Harare - Zimbabwe’s exports market trade has remained Afro centred between January to August 2020 and January to August 2021, with only two global states featuring in both 2020 and 2021 top five (5) export destinations.

Latest data from ZIMSTAT for the eight months to August 2021 shows that only United Arab Emirates (UAE) and Belgium made it to the top five (5) list. South Africa dominated the top five list with exports increasing to US$1.6 billion from US$ 928 million in the same 2020 COVID-19 bound year with a monthly average of US$195 million.

Following was United Arab Emirates at US$958.6 million while Mozambique, Belgium and Zambia export receipts were at US$334 million, US$58 million and US$37 million in their respective orders.

Adding to the 2021 top 10 list is China, Botswana, Tanzania, USA and Malawi.

However, regional trade is not that bad for a nation. It unlocks a lot of opportunities for the country.

Strengths of African dominated export trade

Regional trade is cheaper than international trade. Transporting products to the South African market is cheaper than exporting to Indian markets. This is the first advantage gained by Zimbabwe’s Afro dominated export markets. It strains less on export taxes.

Besides that, regions have regional blocs which are co-operative unions of countries within a specific geographical boundary for example, SADC. These corporative blocs offer plenty of merits to a country as they are a special type of economic integration.

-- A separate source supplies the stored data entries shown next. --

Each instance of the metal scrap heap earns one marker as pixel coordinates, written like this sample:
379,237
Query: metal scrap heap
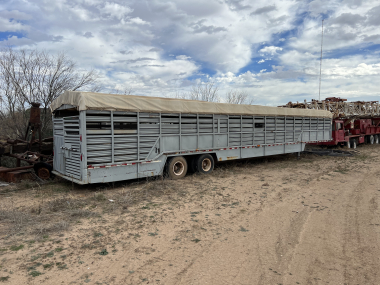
340,108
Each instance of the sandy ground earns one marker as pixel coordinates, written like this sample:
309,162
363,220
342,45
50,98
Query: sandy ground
270,221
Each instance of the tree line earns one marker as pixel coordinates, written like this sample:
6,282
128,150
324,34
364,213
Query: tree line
28,76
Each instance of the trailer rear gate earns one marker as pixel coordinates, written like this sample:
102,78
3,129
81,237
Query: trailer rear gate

In Regional Trading Blocs, tariffs on selected goods and services are either reduced, eliminated on all trading goods coming from the participating members and sometimes no tariff barriers between members are there.

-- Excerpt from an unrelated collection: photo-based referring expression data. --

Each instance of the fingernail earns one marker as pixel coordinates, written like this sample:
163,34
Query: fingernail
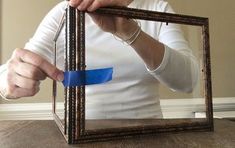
60,77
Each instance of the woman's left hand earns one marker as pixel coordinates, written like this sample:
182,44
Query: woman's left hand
92,5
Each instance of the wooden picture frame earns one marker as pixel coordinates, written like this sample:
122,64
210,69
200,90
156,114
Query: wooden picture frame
73,127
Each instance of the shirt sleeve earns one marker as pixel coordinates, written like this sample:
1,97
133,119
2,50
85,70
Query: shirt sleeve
42,42
179,68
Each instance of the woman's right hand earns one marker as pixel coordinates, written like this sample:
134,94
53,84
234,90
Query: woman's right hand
25,70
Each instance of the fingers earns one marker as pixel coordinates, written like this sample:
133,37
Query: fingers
40,63
75,3
25,83
84,5
92,5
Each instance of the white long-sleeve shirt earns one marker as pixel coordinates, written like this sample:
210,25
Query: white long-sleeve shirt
134,90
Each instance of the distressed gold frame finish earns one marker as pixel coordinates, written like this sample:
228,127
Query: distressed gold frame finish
73,128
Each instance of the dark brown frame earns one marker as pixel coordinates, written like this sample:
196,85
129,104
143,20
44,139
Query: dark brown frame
74,127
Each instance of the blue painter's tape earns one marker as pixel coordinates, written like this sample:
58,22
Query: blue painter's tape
87,77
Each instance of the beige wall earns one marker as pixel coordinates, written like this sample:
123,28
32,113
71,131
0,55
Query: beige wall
222,34
21,17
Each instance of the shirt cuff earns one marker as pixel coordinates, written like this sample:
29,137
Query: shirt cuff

These facilitates foreign direct investments (FDI) which benefits the economies of participating members. FDIs eases the doing of international trade. Countries usually have their own import tariffs, which makes trading rather difficult. A lot of economic sectors usually require presence in the international markets to ensure sales and goals are met. FDI makes all of these international trade aspects a lot easier. For example, the top 5 of the Zimbabwe’s exporting markets include Zambia, Mozambique and South Arica which are within the SADC trading bloc.

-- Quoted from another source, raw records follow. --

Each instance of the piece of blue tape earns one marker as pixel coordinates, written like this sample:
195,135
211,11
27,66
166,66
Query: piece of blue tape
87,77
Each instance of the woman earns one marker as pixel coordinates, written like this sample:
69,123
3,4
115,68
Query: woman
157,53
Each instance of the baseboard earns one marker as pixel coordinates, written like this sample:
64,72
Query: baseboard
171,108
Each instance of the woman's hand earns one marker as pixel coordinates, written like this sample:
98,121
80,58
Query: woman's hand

Besides that, FDI is good for employment and economic boosting.  It creates new jobs and more opportunities as investors build new companies in foreign countries. For example, Simbisa Brands have footprints in Kenya, Botswana and Zambia. This leads to an increase in income and more purchasing power to locals, which resultantly leads to an overall boost in targeted economies.

Blocs also enables economies of scale and cut costs. As tariffs are removed, the cost of imports goes down. Demand changes and consumers become the king. Costs effect on tariffs makes South Africa remains both the dominant importing and export destination for Zimbabwe.

However, no matter how the export figures are promising, currency crisis in Zimbabwe makes the country’s products less competitive both in local and foreign markets.

A devaluation of a currency makes the importation of raw materials expensive thereby raising production costs for local producers. Consequently, producers increase the prices of their products in a bid realise profits, making local products more expensive. This reduce competition for the local products in both local and export markets.